The wildfires raging in Washington’s forests resulting in dry Pacific Northwest lowlands may affect the region’s amphibians like frogs high and dry hopping elsewhere, said a new study.

The study forecasts changes to four different types of these ecosystems: ephemeral, intermediate, perennial and permanent wetlands and its results showed that climate-induced reductions in snowpack, increased evaporation rates, longer summer droughts and other factors lading to the loss or rapid drying of many of these small but ecologically important wetlands.

The study said more than half of the intermediate wetlands are projected to convert to fast-drying ephemeral wetlands by the year 2080. These most vulnerable ponds are the same ones that now provide the best habitat for frogs and salamanders.

At risk are unique species such as the Cascades frog, which is currently being evaluated for listing under the Endangered Species Act.
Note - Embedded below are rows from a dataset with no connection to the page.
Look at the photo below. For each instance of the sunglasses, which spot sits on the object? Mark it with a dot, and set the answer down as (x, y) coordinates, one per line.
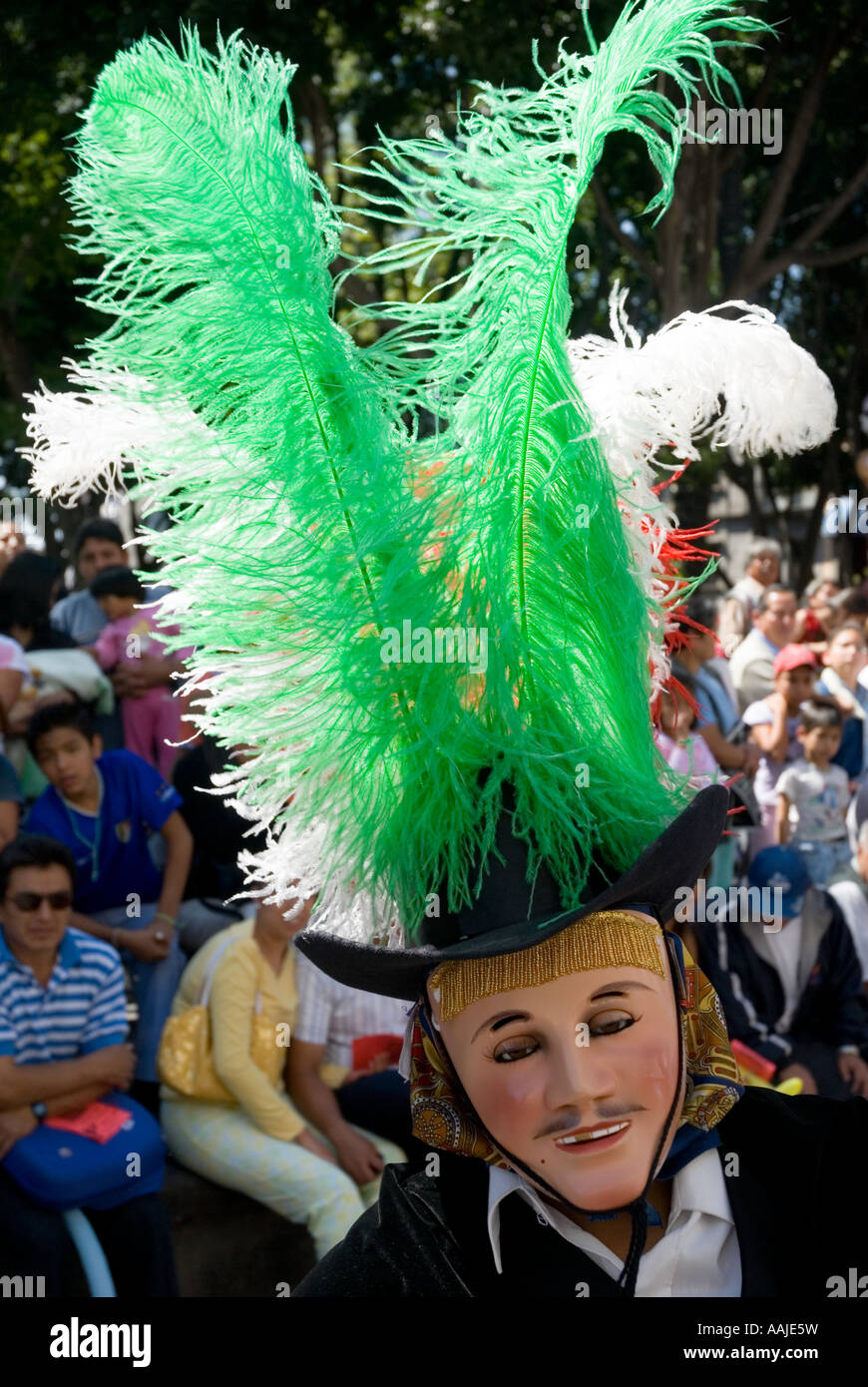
(31, 900)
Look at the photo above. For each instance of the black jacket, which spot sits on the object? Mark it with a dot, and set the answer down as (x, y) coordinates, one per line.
(832, 1009)
(797, 1200)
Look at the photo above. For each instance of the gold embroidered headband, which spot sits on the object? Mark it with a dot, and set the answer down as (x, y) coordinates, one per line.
(608, 939)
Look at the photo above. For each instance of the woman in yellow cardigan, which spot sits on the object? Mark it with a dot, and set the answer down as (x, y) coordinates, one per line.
(259, 1145)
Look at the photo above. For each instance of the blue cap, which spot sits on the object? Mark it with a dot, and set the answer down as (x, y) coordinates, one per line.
(782, 867)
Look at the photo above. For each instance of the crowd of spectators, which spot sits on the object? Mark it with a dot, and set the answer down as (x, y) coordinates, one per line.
(118, 875)
(778, 695)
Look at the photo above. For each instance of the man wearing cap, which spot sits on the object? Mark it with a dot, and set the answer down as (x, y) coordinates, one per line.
(774, 625)
(774, 721)
(793, 991)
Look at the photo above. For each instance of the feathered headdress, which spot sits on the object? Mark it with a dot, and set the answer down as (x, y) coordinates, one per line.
(408, 630)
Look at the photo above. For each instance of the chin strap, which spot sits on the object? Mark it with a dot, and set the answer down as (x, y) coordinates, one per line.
(638, 1212)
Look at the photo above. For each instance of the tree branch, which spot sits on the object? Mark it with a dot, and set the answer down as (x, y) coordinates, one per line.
(789, 163)
(811, 259)
(832, 211)
(643, 259)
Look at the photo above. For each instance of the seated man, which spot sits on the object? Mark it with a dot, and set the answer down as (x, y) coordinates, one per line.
(753, 659)
(793, 995)
(63, 1045)
(99, 545)
(104, 806)
(340, 1025)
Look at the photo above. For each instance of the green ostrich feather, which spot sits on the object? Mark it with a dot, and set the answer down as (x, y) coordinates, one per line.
(309, 526)
(550, 570)
(297, 539)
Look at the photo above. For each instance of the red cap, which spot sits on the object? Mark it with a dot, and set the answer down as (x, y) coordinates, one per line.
(792, 658)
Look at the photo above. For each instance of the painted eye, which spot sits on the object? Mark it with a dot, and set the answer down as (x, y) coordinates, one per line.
(609, 1023)
(515, 1049)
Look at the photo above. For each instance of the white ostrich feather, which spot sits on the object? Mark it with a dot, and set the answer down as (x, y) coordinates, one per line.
(738, 383)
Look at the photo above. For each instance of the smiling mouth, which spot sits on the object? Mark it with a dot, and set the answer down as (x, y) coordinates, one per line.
(588, 1137)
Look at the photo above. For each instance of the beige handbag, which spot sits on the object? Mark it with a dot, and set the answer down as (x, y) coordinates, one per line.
(185, 1060)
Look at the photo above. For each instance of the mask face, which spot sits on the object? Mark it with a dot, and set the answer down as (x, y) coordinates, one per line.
(550, 1067)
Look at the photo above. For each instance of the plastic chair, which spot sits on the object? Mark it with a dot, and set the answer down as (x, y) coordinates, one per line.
(91, 1255)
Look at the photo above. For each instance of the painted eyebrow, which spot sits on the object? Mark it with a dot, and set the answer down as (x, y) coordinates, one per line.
(501, 1018)
(613, 989)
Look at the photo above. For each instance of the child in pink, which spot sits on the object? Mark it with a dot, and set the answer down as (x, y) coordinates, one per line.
(152, 720)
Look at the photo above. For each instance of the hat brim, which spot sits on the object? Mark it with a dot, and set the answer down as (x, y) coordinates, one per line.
(669, 864)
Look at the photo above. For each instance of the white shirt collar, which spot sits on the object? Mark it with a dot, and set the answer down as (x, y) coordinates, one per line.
(697, 1187)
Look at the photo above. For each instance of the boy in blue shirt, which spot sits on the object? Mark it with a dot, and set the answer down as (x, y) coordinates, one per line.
(104, 806)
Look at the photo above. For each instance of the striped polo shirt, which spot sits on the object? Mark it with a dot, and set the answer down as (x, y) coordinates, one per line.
(82, 1007)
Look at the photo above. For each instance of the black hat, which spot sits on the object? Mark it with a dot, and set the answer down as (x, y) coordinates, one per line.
(512, 913)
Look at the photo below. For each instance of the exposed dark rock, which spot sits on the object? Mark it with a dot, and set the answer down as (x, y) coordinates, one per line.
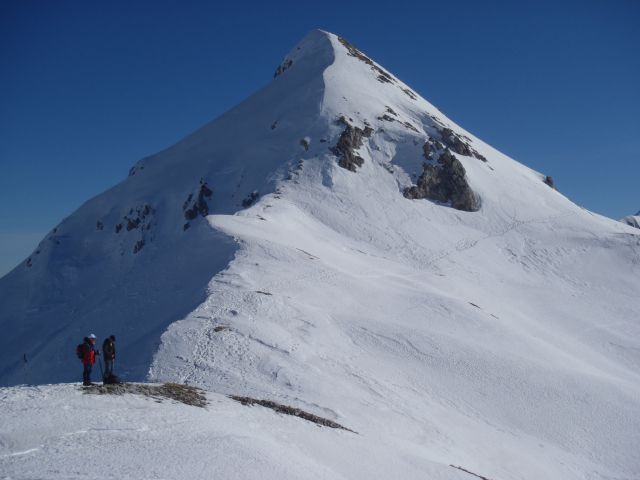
(444, 182)
(409, 93)
(457, 145)
(251, 198)
(132, 223)
(325, 422)
(411, 127)
(350, 140)
(138, 246)
(282, 67)
(135, 170)
(549, 181)
(174, 391)
(383, 76)
(469, 472)
(192, 208)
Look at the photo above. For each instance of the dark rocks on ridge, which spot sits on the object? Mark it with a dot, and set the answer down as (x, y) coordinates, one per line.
(444, 182)
(350, 140)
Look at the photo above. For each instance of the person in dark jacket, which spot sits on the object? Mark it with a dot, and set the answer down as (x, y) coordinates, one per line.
(88, 358)
(109, 355)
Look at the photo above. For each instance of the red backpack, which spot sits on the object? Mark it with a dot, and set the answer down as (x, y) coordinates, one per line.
(80, 349)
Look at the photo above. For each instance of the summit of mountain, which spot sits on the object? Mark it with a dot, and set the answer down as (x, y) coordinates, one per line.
(336, 243)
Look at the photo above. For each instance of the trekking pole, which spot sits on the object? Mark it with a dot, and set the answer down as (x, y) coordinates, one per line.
(101, 370)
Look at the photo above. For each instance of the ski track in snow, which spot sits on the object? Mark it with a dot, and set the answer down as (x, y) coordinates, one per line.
(504, 341)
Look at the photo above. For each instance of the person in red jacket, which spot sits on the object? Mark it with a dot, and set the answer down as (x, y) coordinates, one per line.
(89, 353)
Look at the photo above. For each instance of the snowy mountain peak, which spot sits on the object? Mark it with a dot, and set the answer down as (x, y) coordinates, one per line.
(334, 242)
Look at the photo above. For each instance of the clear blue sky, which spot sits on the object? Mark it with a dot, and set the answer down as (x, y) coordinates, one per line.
(88, 88)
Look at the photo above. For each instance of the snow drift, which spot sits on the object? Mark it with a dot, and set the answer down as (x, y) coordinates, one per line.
(336, 243)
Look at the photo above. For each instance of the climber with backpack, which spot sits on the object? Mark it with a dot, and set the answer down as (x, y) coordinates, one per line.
(87, 352)
(109, 356)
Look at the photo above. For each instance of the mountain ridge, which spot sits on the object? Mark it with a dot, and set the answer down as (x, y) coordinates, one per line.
(444, 333)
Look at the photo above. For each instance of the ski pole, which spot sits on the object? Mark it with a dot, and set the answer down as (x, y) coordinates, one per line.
(101, 370)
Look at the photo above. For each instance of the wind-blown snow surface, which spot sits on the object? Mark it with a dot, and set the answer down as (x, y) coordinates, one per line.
(506, 340)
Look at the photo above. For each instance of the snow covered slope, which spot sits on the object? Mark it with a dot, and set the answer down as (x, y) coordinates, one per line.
(72, 435)
(633, 220)
(390, 271)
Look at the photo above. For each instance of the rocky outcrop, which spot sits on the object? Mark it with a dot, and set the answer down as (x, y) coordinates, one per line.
(198, 206)
(445, 181)
(251, 199)
(382, 75)
(350, 140)
(632, 220)
(287, 410)
(549, 181)
(282, 67)
(458, 145)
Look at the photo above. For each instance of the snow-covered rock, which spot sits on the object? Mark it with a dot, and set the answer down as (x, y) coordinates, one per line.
(485, 321)
(633, 220)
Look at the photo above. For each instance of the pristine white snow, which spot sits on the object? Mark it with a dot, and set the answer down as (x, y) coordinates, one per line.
(505, 341)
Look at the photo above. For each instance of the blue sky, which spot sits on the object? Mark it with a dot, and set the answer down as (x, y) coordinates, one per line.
(88, 88)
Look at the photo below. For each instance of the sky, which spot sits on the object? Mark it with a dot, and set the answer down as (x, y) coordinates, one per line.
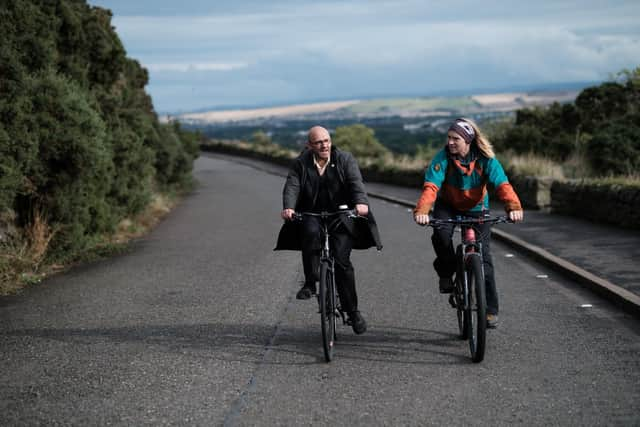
(217, 54)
Found only at high elevations in Washington, Oregon and California, Cascades frogs can live for 20 years and can survive under tens of feet of snow. During the mating season, just after ponds thaw, the males make chuckling sounds to attract females.

“This year is an analog for the 2070s in terms of the conditions of the ponds in response to climate,” said Se-Yeun Lee, research scientist at University of Washington’s Climate Impacts Group and one of the lead authors of the study.

Study co-author Wendy Palen, an associate professor at Canada’s Simon Fraser University who has for many years studied mountain amphibians in the Pacific Northwest, says: “More years like 2015 do not bode well for the frogs.”

The paper was published Sept. 2 in the open-access journal PLOS ONE.